You've taken a hit in your GI tract and it takes your body time to recover from that.
So, you want the patient to plan. Hey, it's gonna be a couple days
where you're gonna do a lot of sleeping, resting, just recovering,
and it'll be up to a week before you start to feel much like your old self again.
The first 2-3 days are the roughest, after that, it gets a lot easier.
Now, for 4 weeks, I'm talking about for the first 4 weeks after the procedure, there are restrictions.
Because you've had scopes through that abdominal wall, you have lifting restrictions.
So, you want to make sure the patient knows they shouldn't lift anything
over 20 pounds for approximately 4 weeks.
That includes children, grocery bags, whatever it is, nothing over 20 pounds.
There's one more important thing I want to talk to you about.
What a patient experiences after a laparoscopic procedure.
Now, abdominal bloating can happen both with laparoscopic and with an open chole,
but let me help you understand what a laparoscopic patient goes through.
See, during the procedure, CO2 gas is used to inflate the abdomen during the procedure.
So, yeah, that's exactly what you're picturing.
We're blowing up that patient like a float in the Macy's Thanksgiving Day Parade.
The reason they do that is they need to have plenty of room to visualize for safety.
Now, generally, most of the carbon dioxide gas used during the procedure is removed at the end of the surgery.
However, here's the caveat.
There can sometimes be small amounts of gas under the diaphragm.
Now, you wouldn't think small amounts of this gas would be a problem,
but they really can be for some patients.
They particularly cause right shoulder pain.
Not something you would expect from having your gallbladder removed,
but it can be fairly common for certain patients.
Nothing to be alarmed about, but it does need to be addressed,
because it's uncomfortable for your patients.
Now, most of this small residual gas is gone in about 24 hours or less,
but what do you think the best remedy for this gas is?
Yeah, what the patient is not gonna feel like doing. Walking, moving, being active.
That will help the body reabsorb that gas.
So, keeping moving after a surgery procedure is always good advice.
Now, we've got one more bullet point for you there.

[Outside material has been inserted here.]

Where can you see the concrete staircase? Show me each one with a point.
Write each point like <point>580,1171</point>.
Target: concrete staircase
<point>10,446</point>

Abdominal bloating feeling after a surgery can last a few days for an open chole.
So, any time you go in and mess with my GI tract, my GI tract kinda takes a little bit to readjust.
That is normal. So, you may have a certain type of abdominal bloating
with both laparoscopic mostly from the air or you may have abdominal bloating feeling after an open chole.

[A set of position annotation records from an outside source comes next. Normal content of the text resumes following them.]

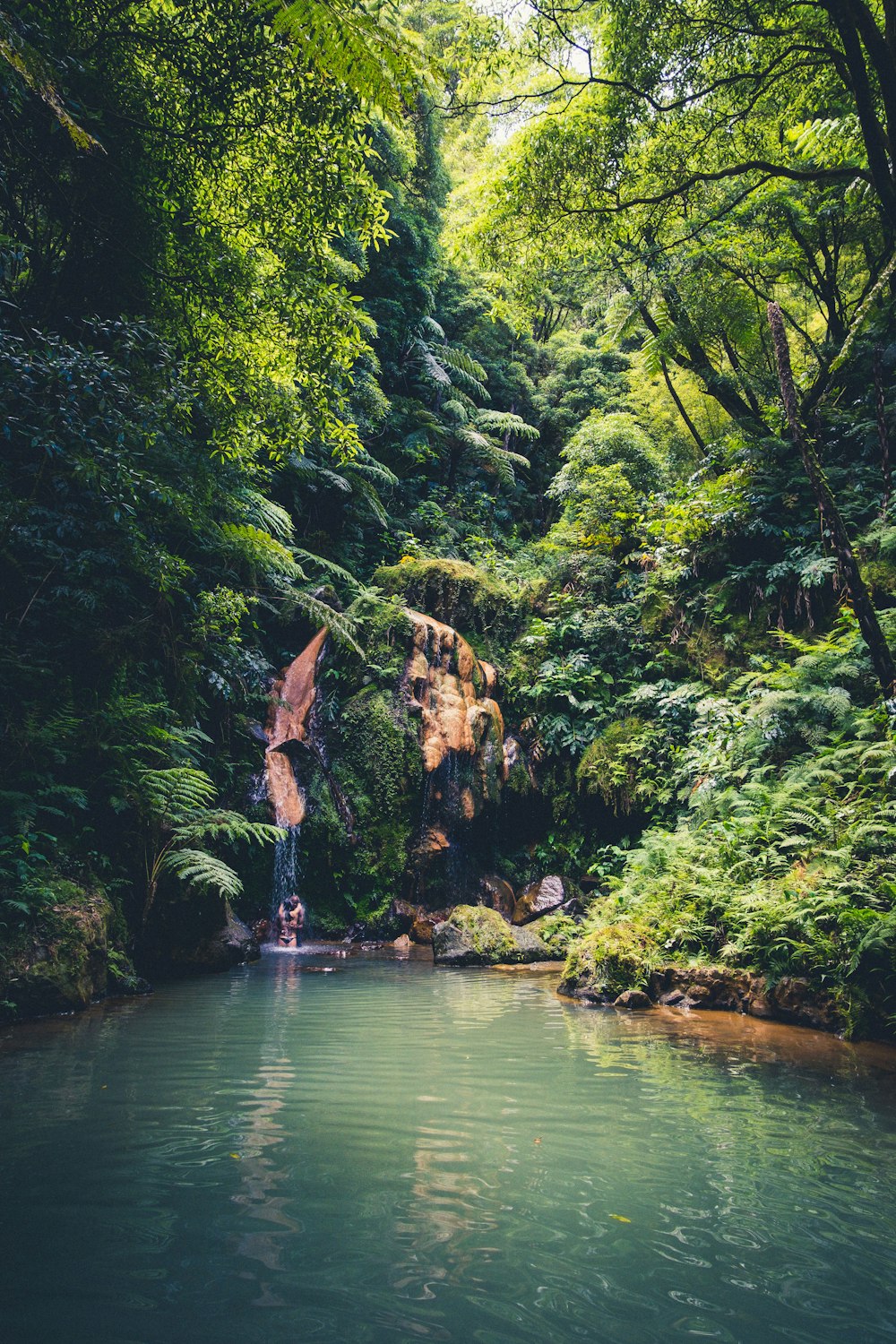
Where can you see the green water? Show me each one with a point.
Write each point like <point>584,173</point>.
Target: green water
<point>394,1152</point>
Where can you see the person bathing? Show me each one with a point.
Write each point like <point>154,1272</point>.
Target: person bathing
<point>290,921</point>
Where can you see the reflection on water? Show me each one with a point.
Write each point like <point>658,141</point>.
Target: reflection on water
<point>392,1152</point>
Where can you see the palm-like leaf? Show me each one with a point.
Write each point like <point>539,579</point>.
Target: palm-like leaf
<point>363,46</point>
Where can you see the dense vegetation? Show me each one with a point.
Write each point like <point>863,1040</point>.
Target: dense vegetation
<point>575,331</point>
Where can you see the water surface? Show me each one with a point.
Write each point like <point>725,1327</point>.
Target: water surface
<point>397,1152</point>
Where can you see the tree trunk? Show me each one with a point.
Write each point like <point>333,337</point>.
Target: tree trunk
<point>831,519</point>
<point>883,437</point>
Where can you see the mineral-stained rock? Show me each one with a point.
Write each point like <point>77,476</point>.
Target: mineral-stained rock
<point>402,916</point>
<point>633,999</point>
<point>538,898</point>
<point>497,894</point>
<point>474,935</point>
<point>425,922</point>
<point>228,946</point>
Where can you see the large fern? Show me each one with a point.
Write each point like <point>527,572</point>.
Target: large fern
<point>363,46</point>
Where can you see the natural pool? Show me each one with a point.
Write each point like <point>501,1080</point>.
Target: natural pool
<point>394,1152</point>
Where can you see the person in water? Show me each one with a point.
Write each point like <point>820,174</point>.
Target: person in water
<point>290,921</point>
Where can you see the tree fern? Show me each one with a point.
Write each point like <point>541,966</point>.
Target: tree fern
<point>202,871</point>
<point>366,47</point>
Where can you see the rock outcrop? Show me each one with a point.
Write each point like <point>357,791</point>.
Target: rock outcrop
<point>614,976</point>
<point>62,962</point>
<point>474,935</point>
<point>538,898</point>
<point>449,690</point>
<point>292,702</point>
<point>497,894</point>
<point>228,946</point>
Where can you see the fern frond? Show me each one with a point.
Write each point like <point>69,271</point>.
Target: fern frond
<point>202,871</point>
<point>366,48</point>
<point>261,550</point>
<point>340,625</point>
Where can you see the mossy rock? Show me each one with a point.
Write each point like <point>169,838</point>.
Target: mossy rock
<point>455,593</point>
<point>62,962</point>
<point>608,960</point>
<point>556,932</point>
<point>474,935</point>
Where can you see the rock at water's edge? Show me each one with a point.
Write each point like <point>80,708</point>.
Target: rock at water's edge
<point>474,935</point>
<point>228,946</point>
<point>538,898</point>
<point>64,965</point>
<point>497,894</point>
<point>633,999</point>
<point>718,988</point>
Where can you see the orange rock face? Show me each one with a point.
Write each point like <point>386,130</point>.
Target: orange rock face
<point>447,680</point>
<point>293,696</point>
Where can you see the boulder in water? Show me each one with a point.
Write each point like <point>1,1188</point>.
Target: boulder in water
<point>228,946</point>
<point>64,964</point>
<point>633,999</point>
<point>474,935</point>
<point>497,894</point>
<point>538,898</point>
<point>425,922</point>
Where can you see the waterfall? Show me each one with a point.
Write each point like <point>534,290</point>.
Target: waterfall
<point>287,870</point>
<point>462,745</point>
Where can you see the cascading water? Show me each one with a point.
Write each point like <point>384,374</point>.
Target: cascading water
<point>288,726</point>
<point>287,870</point>
<point>461,739</point>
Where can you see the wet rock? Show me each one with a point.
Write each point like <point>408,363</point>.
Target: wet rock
<point>606,961</point>
<point>425,922</point>
<point>555,930</point>
<point>742,991</point>
<point>402,916</point>
<point>633,999</point>
<point>228,946</point>
<point>794,1000</point>
<point>474,935</point>
<point>538,898</point>
<point>62,965</point>
<point>497,894</point>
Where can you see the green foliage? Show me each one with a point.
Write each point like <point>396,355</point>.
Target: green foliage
<point>613,954</point>
<point>457,593</point>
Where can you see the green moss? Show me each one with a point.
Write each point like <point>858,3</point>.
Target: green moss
<point>376,762</point>
<point>608,959</point>
<point>61,960</point>
<point>556,932</point>
<point>614,763</point>
<point>487,929</point>
<point>457,593</point>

Keep those both in mind. They're expected.
Just help your patient with strategies to deal with it.
Now, this may seem like an obvious question to you.
Can you still have gallbladder attacks after surgery?
Well, if the gallbladder's removed, how could that happen?
Well, the answer actually is yes, you can still have a gallbladder attack after surgery,
but thankfully, it doesn't happen that often. Well, tell that to my sister. It happened to her.
She had the laparoscopic chole and then she had a major gallbladder attack
while she was trying to recover. Why? Well, there is one stone left in the ducts.
So, it does not happen very often,
but again, my sister doesn't really care about those odds because it happened to her.
So, a patient may have a gallbladder attack after surgery.